Irrespective of what anybody says, you should have a certain level of strength and fitness so you can get the most out of jiu jitsu. Getting fit should not be a goal for participating in sports; instead, you have to be fit to participate in sports. The fitter you are, the more you can relax during sparring, and the more you can focus and conquer the martial art.The following are pointers that can help you as a jiu jitsu newbie.
Tame that ego.
In the grappling world, your ego can be the biggest obstacle to your success. Being a beginner, you will likely have to tap often, and that is perfectly fine. If you’re always fighting this fact, acknowledge that this is your ego at work. And you have to put it aside if you want to do jiu jitsu right. Be ready to be dominated and beaten most of the time in the initial stages of your training. You cannot achieve real progress if you don’t learn to embrace this inevitable part of the process.In time, you will be the one making others submit, but you have to work hard for it. Still, you are not to use jiu jitsu to control other people or build some kind of reputation as someone “untouchable.” This is completely opposed to the martial art’s core principles.

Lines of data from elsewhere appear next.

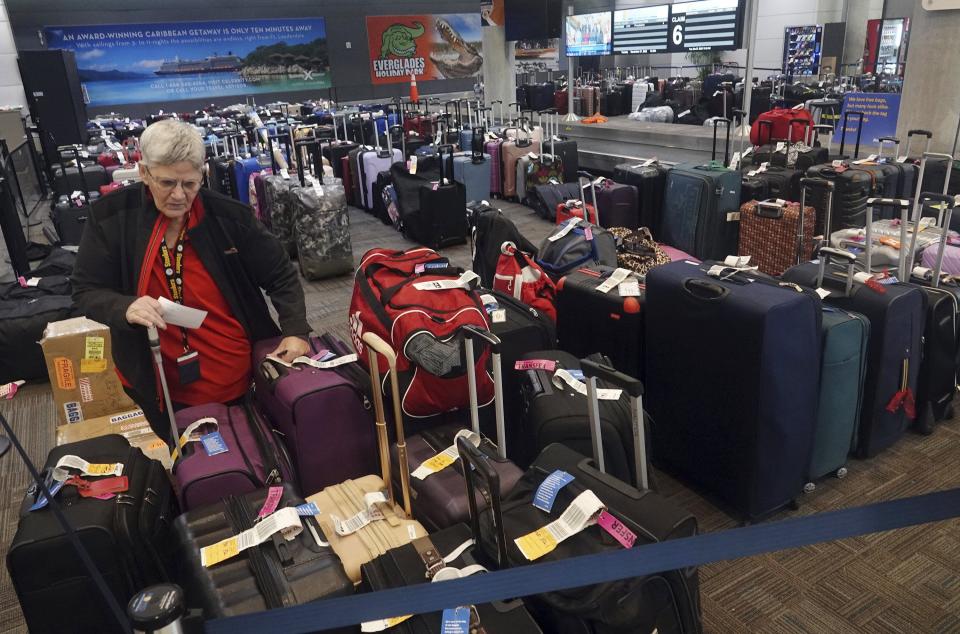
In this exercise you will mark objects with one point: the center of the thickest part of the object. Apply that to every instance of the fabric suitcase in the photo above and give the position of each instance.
(650, 181)
(405, 566)
(700, 202)
(747, 442)
(277, 573)
(128, 538)
(772, 231)
(254, 457)
(475, 175)
(590, 321)
(321, 226)
(664, 602)
(290, 397)
(845, 341)
(618, 205)
(438, 497)
(897, 319)
(340, 504)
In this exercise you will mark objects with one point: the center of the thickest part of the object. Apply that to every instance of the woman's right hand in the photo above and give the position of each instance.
(146, 311)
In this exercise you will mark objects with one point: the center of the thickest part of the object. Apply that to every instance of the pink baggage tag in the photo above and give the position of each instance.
(270, 504)
(617, 530)
(536, 364)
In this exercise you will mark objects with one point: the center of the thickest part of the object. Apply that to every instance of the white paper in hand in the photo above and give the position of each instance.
(183, 316)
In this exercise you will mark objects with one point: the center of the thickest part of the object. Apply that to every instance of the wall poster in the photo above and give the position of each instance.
(447, 46)
(143, 63)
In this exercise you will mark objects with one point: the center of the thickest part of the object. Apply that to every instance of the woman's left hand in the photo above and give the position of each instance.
(291, 348)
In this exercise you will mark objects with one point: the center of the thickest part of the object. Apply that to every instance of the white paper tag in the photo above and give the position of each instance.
(614, 280)
(567, 228)
(444, 285)
(445, 458)
(629, 289)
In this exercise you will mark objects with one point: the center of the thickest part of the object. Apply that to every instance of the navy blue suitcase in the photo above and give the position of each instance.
(700, 208)
(733, 371)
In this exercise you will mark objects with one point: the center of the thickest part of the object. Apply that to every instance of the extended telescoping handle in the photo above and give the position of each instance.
(472, 334)
(946, 206)
(375, 346)
(904, 205)
(918, 132)
(828, 254)
(634, 389)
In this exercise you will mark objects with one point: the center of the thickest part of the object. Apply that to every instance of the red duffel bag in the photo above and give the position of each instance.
(418, 302)
(774, 125)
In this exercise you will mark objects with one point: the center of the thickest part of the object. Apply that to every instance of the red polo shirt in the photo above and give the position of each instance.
(225, 364)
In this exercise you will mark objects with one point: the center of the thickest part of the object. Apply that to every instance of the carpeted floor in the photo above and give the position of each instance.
(905, 581)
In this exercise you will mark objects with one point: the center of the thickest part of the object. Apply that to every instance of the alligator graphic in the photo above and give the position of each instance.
(400, 40)
(465, 60)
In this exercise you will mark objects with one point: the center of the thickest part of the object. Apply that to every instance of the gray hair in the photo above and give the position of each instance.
(170, 141)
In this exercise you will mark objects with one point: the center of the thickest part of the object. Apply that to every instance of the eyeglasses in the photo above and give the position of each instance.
(169, 184)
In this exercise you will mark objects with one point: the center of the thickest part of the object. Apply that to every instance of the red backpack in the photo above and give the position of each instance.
(519, 276)
(417, 301)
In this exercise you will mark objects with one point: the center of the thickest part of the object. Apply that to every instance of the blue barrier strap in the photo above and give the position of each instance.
(599, 568)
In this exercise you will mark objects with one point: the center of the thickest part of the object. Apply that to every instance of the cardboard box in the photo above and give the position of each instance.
(132, 425)
(82, 376)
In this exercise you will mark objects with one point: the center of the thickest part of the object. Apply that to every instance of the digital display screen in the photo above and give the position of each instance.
(705, 25)
(643, 30)
(589, 34)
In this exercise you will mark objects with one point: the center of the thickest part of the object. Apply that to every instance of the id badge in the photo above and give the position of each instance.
(188, 367)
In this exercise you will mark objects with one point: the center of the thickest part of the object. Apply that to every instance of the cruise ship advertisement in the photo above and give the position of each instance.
(143, 63)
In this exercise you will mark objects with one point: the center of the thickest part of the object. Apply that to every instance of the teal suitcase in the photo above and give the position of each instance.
(845, 336)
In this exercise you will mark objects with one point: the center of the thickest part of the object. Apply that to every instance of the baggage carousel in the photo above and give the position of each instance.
(603, 145)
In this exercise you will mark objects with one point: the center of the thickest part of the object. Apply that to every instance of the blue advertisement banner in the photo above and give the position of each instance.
(144, 63)
(880, 111)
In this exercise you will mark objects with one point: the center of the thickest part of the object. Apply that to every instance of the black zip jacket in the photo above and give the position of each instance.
(240, 254)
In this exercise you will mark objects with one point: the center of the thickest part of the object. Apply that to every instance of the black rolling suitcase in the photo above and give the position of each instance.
(127, 536)
(277, 573)
(650, 179)
(663, 602)
(748, 441)
(424, 560)
(897, 314)
(589, 320)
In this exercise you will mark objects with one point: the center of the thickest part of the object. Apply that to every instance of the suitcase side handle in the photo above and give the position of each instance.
(375, 346)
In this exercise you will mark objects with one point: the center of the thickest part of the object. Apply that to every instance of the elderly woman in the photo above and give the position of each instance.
(170, 237)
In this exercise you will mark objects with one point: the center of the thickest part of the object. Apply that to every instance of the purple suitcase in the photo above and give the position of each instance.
(324, 416)
(618, 205)
(440, 499)
(252, 460)
(496, 180)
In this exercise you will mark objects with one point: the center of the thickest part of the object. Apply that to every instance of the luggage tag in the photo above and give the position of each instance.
(445, 458)
(285, 521)
(188, 367)
(581, 513)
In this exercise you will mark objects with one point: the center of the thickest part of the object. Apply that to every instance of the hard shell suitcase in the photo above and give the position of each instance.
(291, 395)
(699, 210)
(254, 457)
(438, 495)
(650, 181)
(665, 602)
(275, 574)
(897, 316)
(370, 525)
(405, 566)
(747, 442)
(127, 537)
(590, 321)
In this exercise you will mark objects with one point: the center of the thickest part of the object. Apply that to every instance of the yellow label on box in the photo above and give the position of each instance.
(221, 551)
(536, 544)
(93, 348)
(92, 366)
(66, 379)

Concentrate on the basics.
In the beginning, all those techniques that you have to memorize and incorporate into your game can feel daunting. The good news is, to be good at jiu jitsu, you need so many moves. Many grapplers never seem to run out of new techniques, counters and re-counters to demonstrate, but have not actually put this technical knowledge to test on a defensive and determined opponent. For a technique to become a skill, it should be have been successfully applied in a fight.
Strengthen your weak points.
If you specialize too much, you will end up being weak overall. If you like to fight from the top and have no bottom game, you will soon encounter an opponent you cannot subdue from the top, and that will leave you helpless because you don’t have enough ability to fight on the bottom. You will probably not know what to do, and your opponent will only find more opportunities to win.
If something seems very difficult for you, don’t avoid it; instead, spend time practicing it so it ceases to be a weakness. For instance, if you’re not good at playing from the guard, it should be your number one priority during training. If you ignore those weak points, the more they will haunt you. This is applicable to any technique and position. This holds true for every technique and position.